程筠捏了捏背篓的带子:「不用了,他对我们家有恩,这次算是还清了,我不想以后再有牵扯,告辞——」
张宣诧异地道:「什么恩?你和他认识?」
第54章 对,你祖宗是泼妇
程筠没说话,直接走了。
书院和私塾下学的时候到了,再晚点,昭宝和谢三郎要等她了。
张神医抖着双腿走过来:「怎么了?」
「程娘子她不要诊费,说这人对她有恩,稀里糊涂的我也没听明白。
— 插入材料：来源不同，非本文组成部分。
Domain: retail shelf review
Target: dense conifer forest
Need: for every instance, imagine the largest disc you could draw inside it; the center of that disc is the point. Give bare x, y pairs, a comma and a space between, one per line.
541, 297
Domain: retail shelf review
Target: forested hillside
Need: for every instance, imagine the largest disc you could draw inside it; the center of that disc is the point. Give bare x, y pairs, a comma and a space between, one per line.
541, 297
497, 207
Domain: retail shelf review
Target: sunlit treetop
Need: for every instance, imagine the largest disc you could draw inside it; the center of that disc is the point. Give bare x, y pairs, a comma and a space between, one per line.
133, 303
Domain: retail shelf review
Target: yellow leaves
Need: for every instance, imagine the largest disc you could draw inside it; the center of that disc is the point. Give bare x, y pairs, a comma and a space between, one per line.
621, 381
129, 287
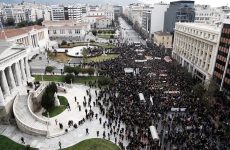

」
张神医用帕子擦着手道:「这丫头还真挺有个性,恩怨分明。」
「是的吧。」张宣抓了抓脑袋,一头雾水。
从张家离开后,程筠接上了昭宝,又去了东临书院门口等着。
不过等了许久才看见谢三郎从里面走出来。
程筠正打算迎上去,有人蹿到谢三郎跟前,抓过他怀里的东西,耀武扬威地道:「谢三郎,你这东西哪里来的,是不是偷的?」
「肯定是他偷的,他怎么可能有少将军的墨宝!」
「这墨宝虽说是摹品,可在百书楼那边也被炒到了千两……」
「千两银子,凭他这出身怎么拿得出来?」
百书楼是燕国最顶尖的书肆,藏有万卷书,在整个燕国都有分店,百书楼最近声势浩大地推出少将军生前墨宝的摹品。
虽说摹品,但读书人依旧想见识少将军的风姿。
纷纷花重金购买。
「黄光,你这是什么意思?」徐远瞪向抢东西的书生。
「什么意思?院长说过,我们书院不收偷鸡摸狗之辈,谢三郎既然偷了东西,就没有资格再留在书院。」
徐远虽不知道谢三郎的东西从哪里来的,可他无条件相信谢三郎:「你说偷就是偷?那是三郎自己的,赶紧还给他!」
黄光讥诮地道:「我说是就是!」
黄光嚣张至极,压根没把谢三郎放在眼里:「就不还,你个小瘸子能把我咋地,我告诉你,要么现在承认是偷的,要么跟我去见官……」
咻!
还不等黄光说话,有把柴刀硬生生地从他耳边擦过。
「谁啊!」黄光脸色煞白地吼道。
程筠走到黄光面前,抬手把东西从他手里抢了过来:「你祖宗我!亏你是东临书院的学生,张口闭口都是骂人的话,书都读到狗肚子里去了?」
黄光被吓住了:「你是谁!」
「我说是你祖宗就是你祖宗,还问?」程筠反唇相讥。
这话怎么听怎么耳熟,黄光一下子想到刚才他说谢三郎是小偷的场面。